Task has too many dependencies

mozilla / translations

The code, training pipeline, and models that power Firefox Translations

https://mozilla.github.io/translations/

Mozilla Public License 2.0

154 stars 33 forks source link

Task has too many dependencies #653

Closed eu9ene closed 1 month ago

eu9ene commented 5 months ago

https://firefox-ci-tc.services.mozilla.com/tasks/ZqlokLMTQG-pZPJtK9UnOw/runs/0/logs/public/logs/live.log

Exception: task merge-corpus/merge-corpus-da-en has too many dependencies (105 > 99)

bhearsum commented 5 months ago

The only workaround we have for this is adding tasks between merge-corpus and its upstreams to avoid hitting this limit. We've done this before for the all tasks, but this will bit a little bit different because we need to pull artifacts from the upstream. It's tractable though.

bhearsum commented 4 months ago

We've done this before for the all tasks, but this will bit a little bit different because we need to pull artifacts from the upstream. It's tractable though.

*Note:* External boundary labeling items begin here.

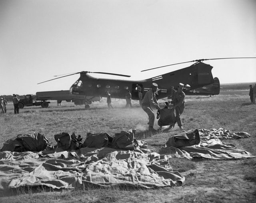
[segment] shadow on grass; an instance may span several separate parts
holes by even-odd
[[[241,106],[248,106],[249,105],[255,105],[255,104],[253,104],[252,103],[243,103],[241,105]]]

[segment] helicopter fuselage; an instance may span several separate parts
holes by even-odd
[[[104,97],[107,91],[113,98],[124,99],[128,91],[132,94],[132,99],[138,100],[137,85],[141,87],[143,96],[151,89],[153,83],[158,85],[156,98],[160,99],[171,94],[171,87],[176,88],[180,83],[189,85],[191,89],[196,89],[214,83],[211,70],[213,67],[202,62],[154,77],[146,80],[132,81],[97,78],[87,73],[81,73],[80,77],[71,86],[72,94],[86,96]]]

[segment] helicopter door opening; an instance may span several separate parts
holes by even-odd
[[[132,99],[135,100],[139,99],[139,91],[142,92],[142,85],[141,83],[133,84],[132,86]]]

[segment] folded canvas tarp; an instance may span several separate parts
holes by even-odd
[[[68,156],[63,159],[65,153]],[[173,171],[171,156],[149,150],[86,147],[58,154],[0,152],[0,189],[27,185],[70,189],[82,184],[151,188],[180,186],[185,180]]]
[[[166,144],[167,147],[178,148],[192,146],[200,143],[200,135],[198,130],[184,132],[171,136]]]
[[[1,151],[38,152],[45,150],[47,147],[51,147],[44,134],[34,132],[32,134],[19,134],[16,138],[8,140],[4,143]]]
[[[176,122],[176,119],[172,108],[162,108],[160,110],[159,119],[157,124],[159,126],[174,125]]]
[[[216,160],[234,159],[255,157],[250,153],[244,150],[237,149],[232,143],[224,143],[221,140],[227,139],[240,139],[242,138],[249,138],[250,135],[246,132],[231,133],[229,130],[223,128],[210,130],[191,130],[186,132],[172,136],[171,138],[184,138],[186,134],[193,134],[197,131],[200,136],[201,142],[196,144],[197,140],[194,140],[195,145],[187,145],[182,142],[182,139],[178,140],[179,142],[177,146],[177,142],[173,138],[169,139],[166,143],[166,150],[173,156],[176,157],[192,159],[194,157],[202,157]],[[190,136],[188,136],[189,139]],[[192,136],[191,136],[192,137]],[[189,143],[189,140],[187,142]],[[171,141],[172,142],[171,142]],[[182,144],[184,145],[182,146]],[[192,144],[192,143],[190,143]],[[176,146],[175,145],[176,144]]]

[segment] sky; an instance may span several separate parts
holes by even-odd
[[[256,57],[255,0],[0,0],[0,95],[67,90],[82,71],[142,80],[201,59]],[[256,82],[256,59],[212,60],[221,84]]]

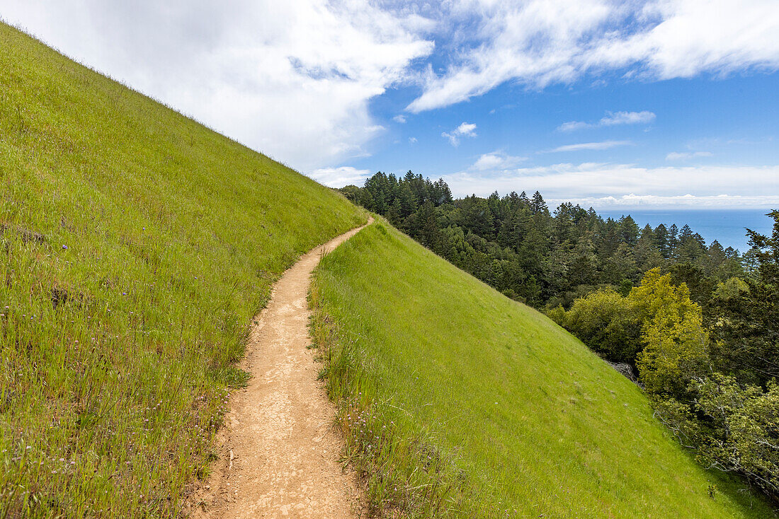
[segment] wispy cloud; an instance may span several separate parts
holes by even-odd
[[[445,179],[458,196],[487,196],[497,190],[541,191],[545,198],[612,204],[714,205],[779,207],[779,166],[665,167],[563,163],[534,167],[493,169],[472,166]],[[481,166],[485,163],[482,163]],[[636,198],[638,197],[638,198]],[[613,200],[612,200],[613,199]],[[642,202],[643,201],[643,202]],[[598,202],[599,204],[601,202]],[[603,206],[602,205],[599,206]]]
[[[0,0],[70,56],[296,168],[365,155],[372,99],[411,80],[432,22],[349,0]],[[323,102],[326,100],[326,102]]]
[[[665,160],[689,160],[700,156],[711,156],[711,152],[671,152],[665,156]]]
[[[580,121],[571,121],[562,123],[557,127],[557,129],[559,132],[573,132],[585,128],[647,124],[654,121],[655,117],[653,112],[646,110],[640,112],[607,112],[606,116],[597,122],[587,123]]]
[[[779,9],[772,0],[452,2],[460,44],[440,75],[429,71],[407,110],[421,112],[515,81],[531,88],[586,74],[689,78],[779,68]],[[449,13],[451,14],[451,13]],[[475,35],[475,36],[474,36]]]
[[[460,139],[461,138],[476,136],[476,124],[464,122],[451,132],[444,132],[441,134],[441,136],[448,139],[449,143],[453,146],[456,146],[460,144]]]
[[[358,170],[351,166],[342,166],[314,170],[308,176],[329,188],[343,188],[350,184],[361,186],[363,181],[371,174],[369,170]]]
[[[474,165],[471,167],[471,169],[478,171],[498,171],[514,167],[522,161],[527,160],[527,157],[513,156],[506,155],[502,152],[495,151],[481,156],[474,163]]]
[[[601,141],[599,142],[579,142],[577,144],[566,144],[548,150],[552,152],[579,152],[584,150],[608,149],[617,146],[626,146],[633,144],[630,141]]]

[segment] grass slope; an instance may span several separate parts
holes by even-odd
[[[365,221],[0,24],[0,517],[171,517],[252,317]]]
[[[580,341],[386,223],[324,258],[312,299],[375,511],[774,517],[697,465]]]

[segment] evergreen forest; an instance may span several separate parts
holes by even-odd
[[[686,225],[550,210],[538,191],[455,199],[411,171],[340,191],[545,311],[640,385],[701,464],[779,501],[779,211],[742,254]]]

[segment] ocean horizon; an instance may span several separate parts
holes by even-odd
[[[698,233],[708,246],[714,240],[722,247],[732,247],[742,253],[749,249],[746,228],[762,234],[770,235],[774,220],[767,216],[770,209],[595,209],[604,219],[619,219],[629,215],[639,227],[647,223],[657,227],[661,223],[670,226],[672,223],[681,229],[689,225],[693,233]]]

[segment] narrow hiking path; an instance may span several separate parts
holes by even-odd
[[[333,427],[334,407],[317,380],[320,365],[306,348],[306,297],[323,249],[332,251],[362,228],[301,258],[255,317],[241,363],[252,378],[233,396],[218,439],[220,460],[190,517],[358,517],[354,475],[338,462],[343,439]]]

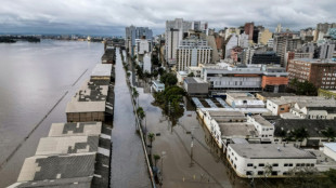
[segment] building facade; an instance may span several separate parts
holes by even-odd
[[[336,89],[336,62],[331,59],[292,59],[288,64],[289,80],[309,81],[318,89]]]

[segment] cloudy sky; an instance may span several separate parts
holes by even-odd
[[[335,10],[336,0],[1,0],[0,33],[124,36],[131,24],[160,33],[176,17],[217,29],[246,22],[299,29],[336,22]]]

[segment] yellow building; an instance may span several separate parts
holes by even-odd
[[[263,31],[259,32],[258,36],[258,43],[266,45],[267,42],[272,38],[273,32],[269,29],[264,29]]]
[[[336,91],[331,91],[331,90],[322,90],[319,89],[319,96],[323,96],[325,98],[334,98],[336,99]]]

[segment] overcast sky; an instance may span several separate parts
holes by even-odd
[[[1,0],[0,32],[124,36],[129,25],[164,31],[182,17],[210,28],[255,22],[274,30],[336,22],[336,0]]]

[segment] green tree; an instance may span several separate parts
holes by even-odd
[[[150,139],[150,143],[151,143],[151,146],[152,146],[152,144],[153,144],[153,142],[155,139],[155,134],[154,133],[150,133],[148,134],[148,139]]]
[[[327,142],[335,140],[336,132],[333,127],[328,126],[325,131],[322,131],[322,134],[327,137]]]
[[[188,75],[188,77],[195,77],[195,76],[194,76],[194,72],[190,72],[190,73]]]
[[[138,113],[138,117],[139,117],[140,120],[143,120],[144,117],[146,116],[146,113],[144,112],[142,107],[138,107],[137,113]]]
[[[165,70],[164,68],[161,68],[161,67],[158,68],[157,71],[158,71],[158,75],[159,75],[159,76],[163,76],[164,73],[166,73],[166,70]]]
[[[135,86],[133,86],[133,96],[135,97],[137,100],[137,107],[139,107],[139,92]]]
[[[161,159],[161,157],[158,155],[154,155],[153,157],[154,157],[154,166],[156,166],[157,161]]]
[[[178,83],[178,79],[173,73],[164,73],[160,77],[160,82],[165,83],[166,86],[171,86]]]
[[[300,142],[300,146],[301,146],[305,138],[309,137],[309,133],[305,127],[299,127],[299,129],[294,130],[293,136],[296,142]]]

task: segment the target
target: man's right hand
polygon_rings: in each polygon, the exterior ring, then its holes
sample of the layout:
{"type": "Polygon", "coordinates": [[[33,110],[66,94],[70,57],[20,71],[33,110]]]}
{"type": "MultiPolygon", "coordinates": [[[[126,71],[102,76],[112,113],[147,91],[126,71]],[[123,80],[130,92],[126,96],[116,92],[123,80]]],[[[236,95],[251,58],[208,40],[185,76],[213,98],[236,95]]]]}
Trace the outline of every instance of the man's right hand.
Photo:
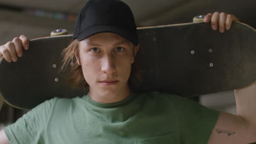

To this point, I'm just going to republish artifacts in the dummy tasks. I looked the bicleaner tasks on one of the large recent training runs, and the artifacts totaled to ~25GB at rest. That costs ~$.40/month to store in GCP, so even if we had 100 of those size runs in a year we're looking at ~$500/year to store them. We can revisit this decision at some point, but I don't think it's worth fussing with an alternate solution for finding artifacts of an indirect upstream at this time.

bhearsum commented 4 months ago

Another solution for this could be to chunk dataset tasks together. If we managed to chunk them by size we could avoid increasing the end to end runtime as well. This might not be great for caching purposes, but I wanted to mention it here for completeness.

bhearsum commented 3 months ago

It turns out that the current limit is likely not a hard limit these days. We're working an removing or greatly increasing this limit in Taskcluster in https://github.com/taskcluster/taskcluster/issues/7151.

bhearsum commented 1 month ago

The Firefox CI cluster now supports up to 10,000 dependencies :partying_face:. We'll still need a taskgraph change to have that allow for it.